Figure 4. Changes in extreme floods at three hydrological stations (Boluo, Gaoyao, and Shijiao) under different emission scenarios (SSP126, SSP370, and SSP585) for various time periods (historical period, 2036-2065, and 2071-2100). (a–c) For the Boluo. (d–f) For the Gaoyao. (g–i) For the Shijiao.

At Boluo Station (Figures 4ac), extreme flood discharge escalates from 6,100 m3/s (historical baseline) to 8,900 m3/s (near future) under SSP126, with a subsequent rise to 9,600 m3/s (far future), demonstrating a persistent upward trajectory. Under SSP370, extreme flood increases to 9,100 m3/s (near future) and 9,100 m3/s (far future), reflecting a diminished growth rate compared to SSP126. Conversely, SSP585 drives discharge to 9,200 m3/s (near future), followed by a sharp surge to 10,000 m3/s (far future), highlighting pronounced intensification of extreme floods under high-emission scenarios.

At Gaoyao Station (Figures 4df), extreme flood increases substantially, rising from 29,000 m3/s (historical baseline) to 43,000 m3/s (near future) under SSP126, with a further rise to 45,000 m3/s (far future). Under SSP370, extreme flood grows to 41,000 m3/s (near future) and 45,000 m3/s (far future). For SSP585, extreme flood escalates to 42,000 m3/s (near future) and 45,000 m3/s (far future), demonstrating steady escalation across both periods.

At the Shijiao Station (Figures 4gi), extreme flood discharge exhibits a moderate increase, rising from 8,900 m3/s (historical baseline) to 11,600 m3/s (near future) under SSP126, with a further rise to 12,000 m3/s (far future). Under SSP370, discharge grows to 11,300 m3/s (near future) and 12,100 m3/s (far future), reflecting a sustained yet gradual escalation. SSP585 drives a more pronounced increase, surging to 11,600 m3/s (near future) before sharply accelerating to 13,000 m3/s (far future).

Elevated emissions scenarios and extended time horizons drive progressively larger and spatially widespread increases in extreme floods (Figure 5). Under SSP126, near-future projections primarily exhibit moderate increases (yellow to light orange), with minimal areas of decline (purple). Far-future projections show expanded orange-red zones, though changes remain less severe than under higher-emission scenarios. SSP370 amplifies near-future increases (orange-red), interspersed with localized reductions (purple), while far-future outcomes reveal dominant red coverage, leaving minimal areas of stability or decline. SSP585 accelerates near-future intensification (widespread orange-red), culminating in near-total red dominance in the far future. Across scenarios, changes escalate temporally, emphasizing the compounding impacts of prolonged emissions. Despite localized exceptions, spatial patterns underscore a direct emissions-to-severity relationship: SSP126′s restrained shifts highlight lower-emission mitigation potential, whereas SSP585 exemplifies the destabilizing consequences of unabated emissions.

Figure 5
Maps show projected changes in drought frequency for 2036-2065 and 2071-2100 under scenarios SSP126, SSP370, and SSP585. Color gradient ranges from purple (>= -80%) to red (>= 80%), indicating decreasing to increasing drought frequency.
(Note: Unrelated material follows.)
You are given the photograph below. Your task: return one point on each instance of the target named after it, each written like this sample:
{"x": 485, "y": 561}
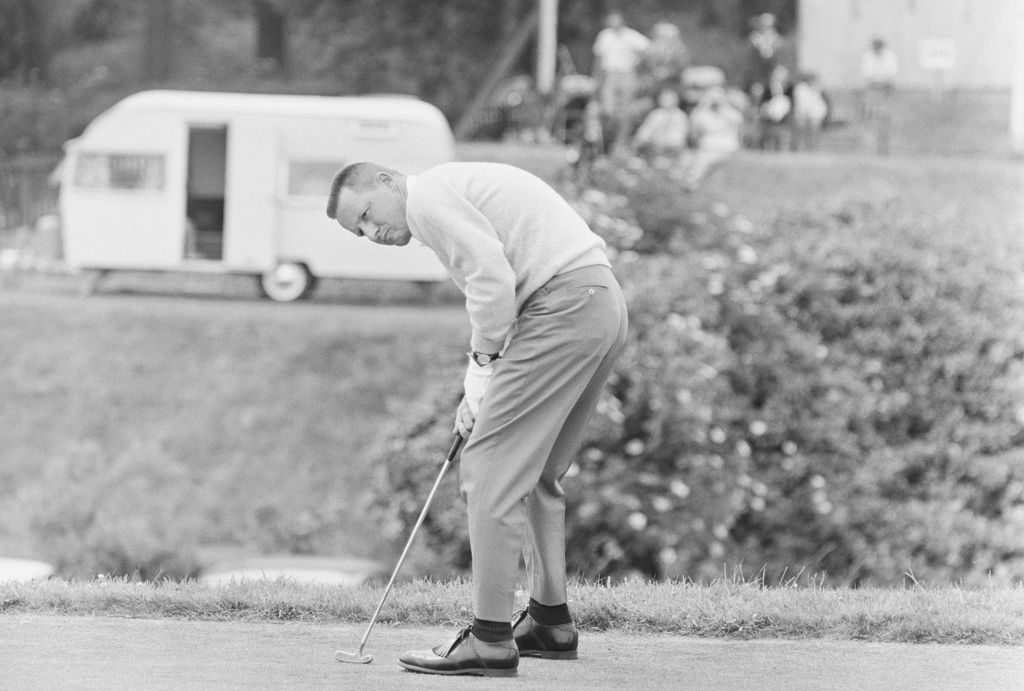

Panels a-c represent 2036-2065 and d-f represent 2071-2100. Each row corresponds to a different SSP scenario.

Figure 5. Relative changes of mean extreme floods during near future (2036–2065) and far future (2071–2100) periods under three emission scenarios (SSP126, SSP370, and SSP585). (a–c) For the near future results. (d–f) For the far future results.

Supplementary Figure 1 demonstrates that extreme floods in Xijiang maintain the highest absolute discharge values across all scenarios, surpassing extreme floods in Dongjiang and Beijiang by substantial margins. While extreme floods in Dongjiang and Beijiang exhibit marked increases in discharge over time, their absolute flows remain consistently lower than those of Xijiang. Under higher-emissions scenarios, all three sub-basins show amplified extreme flood trends, with extreme floods in Xijiang displaying the most pronounced growth and retaining its dominance in absolute magnitude.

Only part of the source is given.